Comic book movies and TV shows have begun to take a lot for granted. The latest Batman v Superman epic yarn assumed you knew the power set of a character that was on screen for 15 seconds at the tail end of a dream sequence where Bruce Wayne might have been awake or asleep. But he was definitely asleep probably. Also Wonder Woman has exploding bracers and might be able to fly. Also Doomsday has a giant exploding disco ball that plays weird dance music. If you don’t know the characters you are lost.
Several new comic book TV shows started out assuming that the audience knew nothing about the character. The Flash took full advantage of that by making the first season almost exclusively about The Flash learning about his powers and how fast he could run. This let audience members who were new to the character sit back and enjoy the ride while more well-read viewers could enjoy watching the evolution of a character they already knew and loved. Arrow was very similar. I knew all about the character but my wife new nothing. We both enjoyed Arrow (and still do).
In season 1 The Flash would occasionally have small Easter Eggs for the nerd crowd but even they were often fleshed out and paid off later down the road. Then season 2 came and created multiple Earths and shit started getting weird. D.C. weird, not Marvel weird. Let me define these:
Marvel Weird: There is a giant bald guy in a toga that lives on the moon and chronicles all of the exploits of Earth’s greatest heroes. He is called The Watcher and he watches everything. Occasionally he looks into other dimensions to see how things turned out given a different set of variables. He is immortal and controls the power cosmic making him one of the most powerful beings in creation but never does anything.

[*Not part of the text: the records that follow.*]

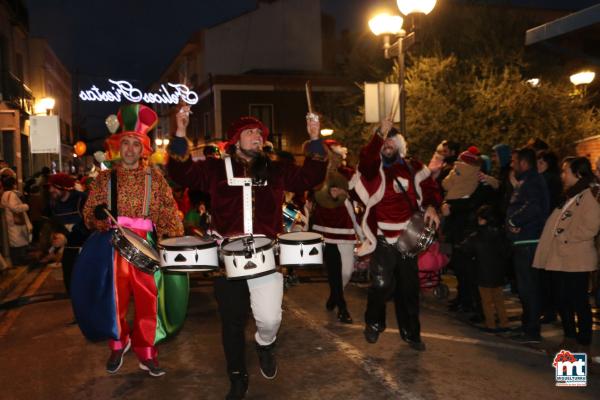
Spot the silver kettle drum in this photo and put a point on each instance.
(417, 237)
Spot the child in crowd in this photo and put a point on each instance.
(490, 251)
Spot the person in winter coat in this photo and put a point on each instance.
(525, 218)
(489, 248)
(567, 248)
(17, 221)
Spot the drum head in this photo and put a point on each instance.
(140, 244)
(186, 241)
(300, 237)
(238, 244)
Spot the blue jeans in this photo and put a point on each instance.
(529, 285)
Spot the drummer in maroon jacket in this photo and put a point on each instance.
(393, 188)
(264, 294)
(333, 216)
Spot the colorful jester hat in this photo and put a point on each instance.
(135, 120)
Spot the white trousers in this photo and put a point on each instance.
(347, 254)
(266, 295)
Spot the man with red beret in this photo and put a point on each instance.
(264, 294)
(141, 200)
(334, 217)
(393, 188)
(66, 208)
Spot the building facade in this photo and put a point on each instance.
(256, 64)
(50, 78)
(16, 97)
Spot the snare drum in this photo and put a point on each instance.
(303, 249)
(248, 256)
(188, 254)
(136, 250)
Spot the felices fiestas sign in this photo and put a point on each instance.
(170, 93)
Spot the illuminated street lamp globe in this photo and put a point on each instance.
(386, 24)
(416, 6)
(582, 78)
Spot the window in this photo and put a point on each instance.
(207, 129)
(264, 112)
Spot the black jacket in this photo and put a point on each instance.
(490, 250)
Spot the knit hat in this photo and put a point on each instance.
(243, 123)
(62, 181)
(470, 156)
(136, 120)
(503, 151)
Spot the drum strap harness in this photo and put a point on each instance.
(412, 181)
(247, 184)
(112, 194)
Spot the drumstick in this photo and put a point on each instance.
(307, 87)
(114, 220)
(393, 109)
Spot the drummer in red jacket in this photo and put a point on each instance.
(393, 188)
(333, 216)
(263, 294)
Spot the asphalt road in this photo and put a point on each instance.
(43, 356)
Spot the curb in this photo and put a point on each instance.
(10, 279)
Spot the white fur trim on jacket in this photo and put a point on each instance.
(370, 242)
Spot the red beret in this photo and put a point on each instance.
(471, 156)
(62, 181)
(235, 130)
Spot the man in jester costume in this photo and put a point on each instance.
(141, 201)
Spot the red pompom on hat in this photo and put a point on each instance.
(235, 130)
(62, 181)
(471, 156)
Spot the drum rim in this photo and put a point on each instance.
(302, 265)
(269, 246)
(204, 268)
(246, 277)
(293, 242)
(187, 247)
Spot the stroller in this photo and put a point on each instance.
(431, 265)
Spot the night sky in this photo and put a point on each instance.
(136, 40)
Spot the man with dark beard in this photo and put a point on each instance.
(270, 179)
(393, 188)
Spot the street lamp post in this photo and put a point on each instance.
(580, 80)
(391, 25)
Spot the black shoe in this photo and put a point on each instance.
(415, 344)
(330, 305)
(266, 359)
(476, 319)
(115, 360)
(344, 316)
(372, 331)
(239, 386)
(525, 338)
(548, 319)
(151, 366)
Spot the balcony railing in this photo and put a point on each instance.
(16, 93)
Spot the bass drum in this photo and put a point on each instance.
(302, 249)
(136, 250)
(248, 256)
(188, 254)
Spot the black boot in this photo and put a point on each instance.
(372, 331)
(330, 305)
(344, 316)
(239, 386)
(266, 359)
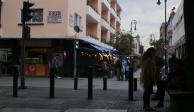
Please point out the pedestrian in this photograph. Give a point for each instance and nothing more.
(148, 76)
(159, 84)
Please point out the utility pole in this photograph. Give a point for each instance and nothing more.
(26, 16)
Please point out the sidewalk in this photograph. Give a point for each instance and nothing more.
(36, 97)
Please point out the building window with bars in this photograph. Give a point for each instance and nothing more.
(37, 17)
(78, 20)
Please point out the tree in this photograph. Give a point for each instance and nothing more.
(124, 44)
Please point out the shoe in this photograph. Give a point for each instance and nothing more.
(149, 109)
(159, 105)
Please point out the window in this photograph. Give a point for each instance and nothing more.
(77, 20)
(37, 17)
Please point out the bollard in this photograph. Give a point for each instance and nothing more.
(75, 83)
(52, 83)
(15, 82)
(130, 84)
(90, 83)
(135, 84)
(104, 83)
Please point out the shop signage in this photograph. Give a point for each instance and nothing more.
(54, 17)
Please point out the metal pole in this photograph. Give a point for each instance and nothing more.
(104, 83)
(135, 84)
(52, 83)
(165, 41)
(131, 28)
(130, 85)
(22, 77)
(90, 83)
(75, 69)
(15, 81)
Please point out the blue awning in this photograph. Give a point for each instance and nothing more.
(102, 49)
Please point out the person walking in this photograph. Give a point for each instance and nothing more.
(148, 76)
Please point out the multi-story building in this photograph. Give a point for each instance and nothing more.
(162, 31)
(52, 29)
(169, 33)
(178, 32)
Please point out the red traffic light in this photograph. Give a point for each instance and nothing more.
(27, 12)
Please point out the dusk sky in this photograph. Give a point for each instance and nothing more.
(148, 14)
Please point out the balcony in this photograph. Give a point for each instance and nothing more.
(105, 24)
(112, 11)
(118, 19)
(93, 14)
(106, 4)
(112, 30)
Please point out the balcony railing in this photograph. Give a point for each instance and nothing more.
(112, 30)
(92, 36)
(93, 13)
(106, 3)
(113, 12)
(105, 24)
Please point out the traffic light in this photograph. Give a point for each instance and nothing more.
(76, 44)
(26, 33)
(27, 11)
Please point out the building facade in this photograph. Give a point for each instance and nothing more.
(170, 49)
(178, 32)
(162, 31)
(52, 28)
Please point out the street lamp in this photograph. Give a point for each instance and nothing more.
(165, 28)
(75, 47)
(133, 22)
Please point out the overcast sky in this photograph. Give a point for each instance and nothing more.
(148, 14)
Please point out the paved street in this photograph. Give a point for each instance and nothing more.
(36, 97)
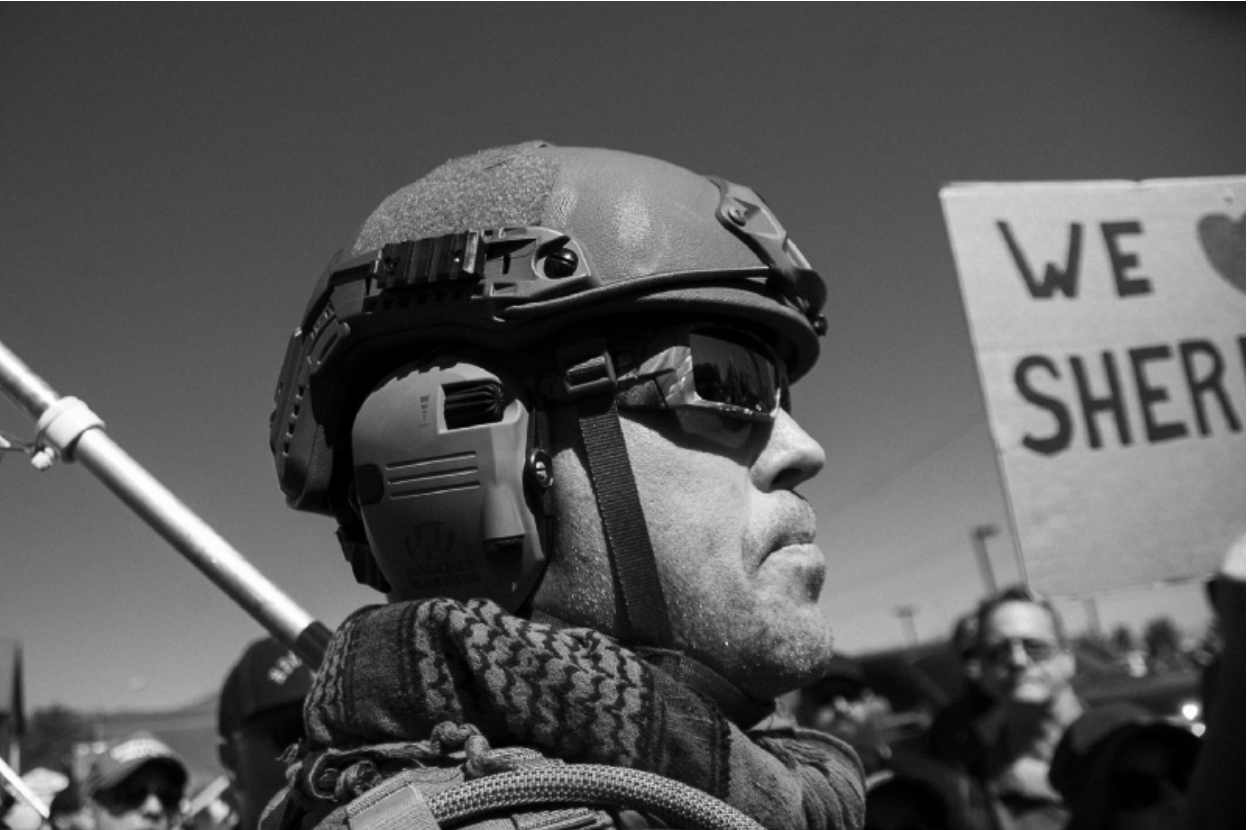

D.C Weird: Brother Power the Geek was originally created when a couple of hippies dressed up an abandoned mannequin that was struck by lightning and brought to life. While Brother Power’s adventures originally only lasted two issues, they included being kidnapped by a circus, becoming a model factory worker at J.P Acme Corporation, and being shot into space by then Governor of California Ronald Reagan.
As you can see both are weird but D.C. has that extra bit of nonsense that seems like the stream of consciousness writings of a drunk.
With both types of weird in mind it is easy to see that the more these shows assume the viewers already know about the characters, the harder it gets on me.
Recently I have been having a very similar conversation with my friends and family about comic book movies and TV shows. Plug in any character, power set or show. It is a variation of:
Them: “So who was that guy in red?”.
Me: “That was The Flash from the future coming back to warn someone of a terrible event that will happen.”
Them: “How did you know that?”
Me: “Because The Flash has time travel powers associated with the Speed Force, he’s just not very accurate at this point so he isn’t always sure exactly when he will arrive. Also due to the events of Flashpoint: Paradox we know that if Barry Allen goes back too far and disrupts a key event like the death of his mother then continuity would be disrupted on such a large scale that he would create more problems than he would solve.”
Them: “So who was the other guy running real fast?”
Me: “That was The Flash from Earth 2. He crossed over into this reality from his own version of Earth. Also Wally West became The Flash in 1959 after Barry Allen died but he has been retconned for some reason. There is also another Flash from another Earth but he was killed by Gorilla Grodd.”
Them: “Who is Gorilla Grodd?”
Me: “You don’t need to know who Gorilla Grodd is.”
My point is if you are going to write a script about a superhero and can’t find a way to put it together that explains to the audience who the hero is pick another story.
Imagine if you were watching Die Hard, but the scene that takes place on the plane from the beginning of the movie where John McClane talks about going to see his wife was edited out. The story opens inside Nakatomi Plaza, without an establishing shot, and Hans Gruber starts shooting people and screaming wildly in German. He shoots the coked out bearded guy and starts rounding up everyone. Gruber looks at his friend and says, “Since we aren’t really terrorists we should start stealing everything”. At this point John McClane explodes through a wall yelling, “Yippee Ki Yay Motherfuckers!” and shoots all of the criminals with lasers from his eyes.
It’s interesting but I don’t know what’s going on, who the story is about or why I should care. Comic book characters are at least as complicated as an action hero and probably more so. If I don’t know who they are I can’t care about them and I won’t care what happens.
TIP: Use the script as a tool to develop the main characters of your story. It can also be exciting for the audience to see the main character change as the story unfolds as a reaction to the events that occur.